毎日ペットボトルのお茶をコンビニで買うなんてのはほんとうにお金をドブに捨てる行為で、しかもそれが極上のウーロン茶みたいな家ではまず出せない味だってならともかく「やかんの麦茶」ってお前それ家で作れよ10分の1くらいの値段でできるんだからよ! みたいなツッコミを受けても受けても結局わたしはコンビニでお茶を買ってしまう。年を取れば取るだけカフェインにも弱くなり、もはや緑茶も紅茶もペットボトルであっても若干心臓に負担がかかるようになってきたので近頃はジャスミン茶かさんぴん茶か麦茶しか選択肢がない。ジャスミン茶はもう一生分飲んだからいらない。さんぴん茶は沖縄で飲まないとおいしくない。オリオンのノンアルがさんぴん茶だろう。そして家で入れた麦茶をいくら冷やしてもコンビニの麦茶を138円で買ったやつにはかなわない。こうしてわたしは今日もコンビニで冷えた麦茶を買うのだ。原価厨はけいれんしロハスなマダムが息を吸いきってひっくり返る。知ったことか。わたしはコンビニで冷えた麦茶を買う。
手元に飲み物がほしい瞬間は突然おとずれる。朝は別にいらないから持って出るつもりはない。ほしいときに飲む。飲みたいときに飲む。飲み終わったら入れ物ごと捨てる。欲望と物性との共時性こそが圧倒的正義であり圧倒的合理性である。快感。かばんの中に水筒という重くて邪魔なものが入っていない状態が達成できる快感。「わたしはコンビニのお茶くらいならあまり気にせずに買えるようになった」というのはつまり割礼である。子供のころはおろか大学生時代にも絶対にやれなかった雑な金銭感覚を常時持ち続けていることへの背徳的な優越感。

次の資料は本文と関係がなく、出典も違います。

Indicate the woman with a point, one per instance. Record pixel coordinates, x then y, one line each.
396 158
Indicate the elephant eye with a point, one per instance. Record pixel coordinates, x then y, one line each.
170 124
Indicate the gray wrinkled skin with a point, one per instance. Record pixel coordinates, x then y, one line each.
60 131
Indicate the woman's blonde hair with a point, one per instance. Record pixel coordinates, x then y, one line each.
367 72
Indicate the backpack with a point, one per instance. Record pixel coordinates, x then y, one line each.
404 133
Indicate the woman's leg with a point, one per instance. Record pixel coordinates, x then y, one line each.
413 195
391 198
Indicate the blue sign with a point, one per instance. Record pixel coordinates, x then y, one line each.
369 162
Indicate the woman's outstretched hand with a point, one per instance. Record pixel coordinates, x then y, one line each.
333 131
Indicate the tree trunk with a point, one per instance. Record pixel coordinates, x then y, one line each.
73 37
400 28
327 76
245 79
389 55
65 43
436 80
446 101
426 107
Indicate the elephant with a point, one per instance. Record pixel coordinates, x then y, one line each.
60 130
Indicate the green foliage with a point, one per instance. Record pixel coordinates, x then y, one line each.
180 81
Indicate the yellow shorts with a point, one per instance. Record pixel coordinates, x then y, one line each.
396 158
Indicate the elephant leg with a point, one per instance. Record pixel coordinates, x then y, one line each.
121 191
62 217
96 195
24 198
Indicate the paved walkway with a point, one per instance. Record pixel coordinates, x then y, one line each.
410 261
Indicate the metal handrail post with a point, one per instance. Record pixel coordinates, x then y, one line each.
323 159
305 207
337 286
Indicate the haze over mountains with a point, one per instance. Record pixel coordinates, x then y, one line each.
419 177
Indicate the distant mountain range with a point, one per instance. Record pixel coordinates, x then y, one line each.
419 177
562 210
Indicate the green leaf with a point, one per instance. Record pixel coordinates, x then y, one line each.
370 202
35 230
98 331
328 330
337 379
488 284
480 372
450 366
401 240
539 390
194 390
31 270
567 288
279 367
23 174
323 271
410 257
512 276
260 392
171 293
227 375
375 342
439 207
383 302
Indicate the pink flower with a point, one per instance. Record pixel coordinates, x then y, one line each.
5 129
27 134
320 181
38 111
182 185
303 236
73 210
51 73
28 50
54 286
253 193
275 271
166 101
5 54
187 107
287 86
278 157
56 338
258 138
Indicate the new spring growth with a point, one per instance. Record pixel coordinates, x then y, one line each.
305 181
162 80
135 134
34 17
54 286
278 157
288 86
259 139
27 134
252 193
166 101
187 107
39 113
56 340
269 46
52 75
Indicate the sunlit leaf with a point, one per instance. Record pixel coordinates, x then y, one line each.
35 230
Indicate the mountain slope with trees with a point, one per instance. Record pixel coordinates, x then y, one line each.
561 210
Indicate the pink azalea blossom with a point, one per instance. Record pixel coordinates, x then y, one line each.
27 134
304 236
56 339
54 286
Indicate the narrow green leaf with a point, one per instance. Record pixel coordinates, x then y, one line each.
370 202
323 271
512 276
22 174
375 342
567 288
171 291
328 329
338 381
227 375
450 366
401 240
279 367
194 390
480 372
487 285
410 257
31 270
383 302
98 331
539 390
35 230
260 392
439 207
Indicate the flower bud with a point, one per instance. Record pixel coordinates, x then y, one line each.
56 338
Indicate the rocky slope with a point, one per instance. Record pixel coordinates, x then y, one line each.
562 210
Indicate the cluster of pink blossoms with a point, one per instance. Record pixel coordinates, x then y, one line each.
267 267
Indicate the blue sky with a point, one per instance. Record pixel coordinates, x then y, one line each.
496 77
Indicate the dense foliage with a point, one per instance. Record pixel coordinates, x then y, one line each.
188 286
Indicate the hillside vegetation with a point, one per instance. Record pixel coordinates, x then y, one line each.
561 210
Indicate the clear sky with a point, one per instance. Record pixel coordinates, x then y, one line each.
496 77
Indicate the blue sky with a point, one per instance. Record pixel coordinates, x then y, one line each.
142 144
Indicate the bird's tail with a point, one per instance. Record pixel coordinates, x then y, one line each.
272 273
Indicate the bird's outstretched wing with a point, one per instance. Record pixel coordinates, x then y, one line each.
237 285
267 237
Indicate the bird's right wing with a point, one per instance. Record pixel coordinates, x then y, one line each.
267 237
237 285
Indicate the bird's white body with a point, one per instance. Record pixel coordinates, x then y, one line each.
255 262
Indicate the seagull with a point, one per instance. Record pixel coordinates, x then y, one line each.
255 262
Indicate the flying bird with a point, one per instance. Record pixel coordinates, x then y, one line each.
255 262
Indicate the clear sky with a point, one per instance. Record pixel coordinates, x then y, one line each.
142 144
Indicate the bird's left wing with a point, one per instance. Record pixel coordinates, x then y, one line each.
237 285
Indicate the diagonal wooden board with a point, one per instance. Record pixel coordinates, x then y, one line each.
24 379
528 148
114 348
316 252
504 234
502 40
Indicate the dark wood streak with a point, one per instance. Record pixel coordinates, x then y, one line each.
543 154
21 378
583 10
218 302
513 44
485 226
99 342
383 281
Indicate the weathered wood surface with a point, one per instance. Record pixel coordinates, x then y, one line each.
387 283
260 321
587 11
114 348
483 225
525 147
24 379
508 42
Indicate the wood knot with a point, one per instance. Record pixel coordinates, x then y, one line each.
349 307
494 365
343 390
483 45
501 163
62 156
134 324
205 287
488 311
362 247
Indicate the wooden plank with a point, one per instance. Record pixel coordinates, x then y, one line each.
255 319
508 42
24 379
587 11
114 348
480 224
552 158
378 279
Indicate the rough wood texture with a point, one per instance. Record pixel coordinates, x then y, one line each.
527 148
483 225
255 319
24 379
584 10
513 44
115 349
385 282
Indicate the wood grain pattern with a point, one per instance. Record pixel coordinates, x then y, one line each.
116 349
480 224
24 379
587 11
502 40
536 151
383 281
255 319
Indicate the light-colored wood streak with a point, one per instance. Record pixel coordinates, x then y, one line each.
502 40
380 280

そしてわたしはコンビニでお茶以外のものを買わない。コンビニのスイーツを喜んで食べるやつらは全員南極の氷が割れて漂流するペンギンのかわりに地球温暖化の影響を一身に背負って南氷洋に消えていけばいいのだ。油によって味を高めているおにぎりのくどさ。2品目くらいしか存在しない野菜。ちょっと自炊するだけで何十倍も安くてうまくて健康的な飯にありつけるのにコンビニなんぞで小腹を満たすのはおかしい。選挙公約のように「コンビニの飯を食うな! とゴチックで額に書く。キンコンビニの飯を食うなマン。そんなわたしがなぜか麦茶を毎日コンビニの定価で買っている。矛盾。矛が折れて盾が砕け散るタイプの矛盾。最弱の矛と最弱の盾とが戦ったら勝負は両成敗である。
こういう感じのキャラクタを磨き抜いていきたいなと思っていた。しかしわたしは年を取った。コンビニでお茶を買ったり買わなかったりする。今日はなんか高く感じるからやめようとかいう。コンビニの菓子パンをときどき食べる。「食べないことにしています」みたいな決め事を人前でいいふらす人間の思考回路が単純すぎるのでAIなのではないかと気にしている。もっと複雑なもんだろう。もっとあいまいなもんだろう。たまに節約するしたまに体に悪いものを食べる。総体としてなんとなく平均的な暮らしをしつつときどきちょっとだけ散歩道をはずれて路傍の花にしゃがみこんで花びらをつまんでみたりする。コンビニのお茶ひとつで人間がわかるわけない。とはいえ哲学書100冊ならべたところで人間がわかるはずもないのだ。身体によって制限されるのと同じようにわたしはコンビニや人の目によって制限された枠の中でそれでも自由に遊んだり厳しく働いたりする。ああ、転職の誘いのメールが来た、どうしよう、どうやってあやふやに断ろうかなあ……。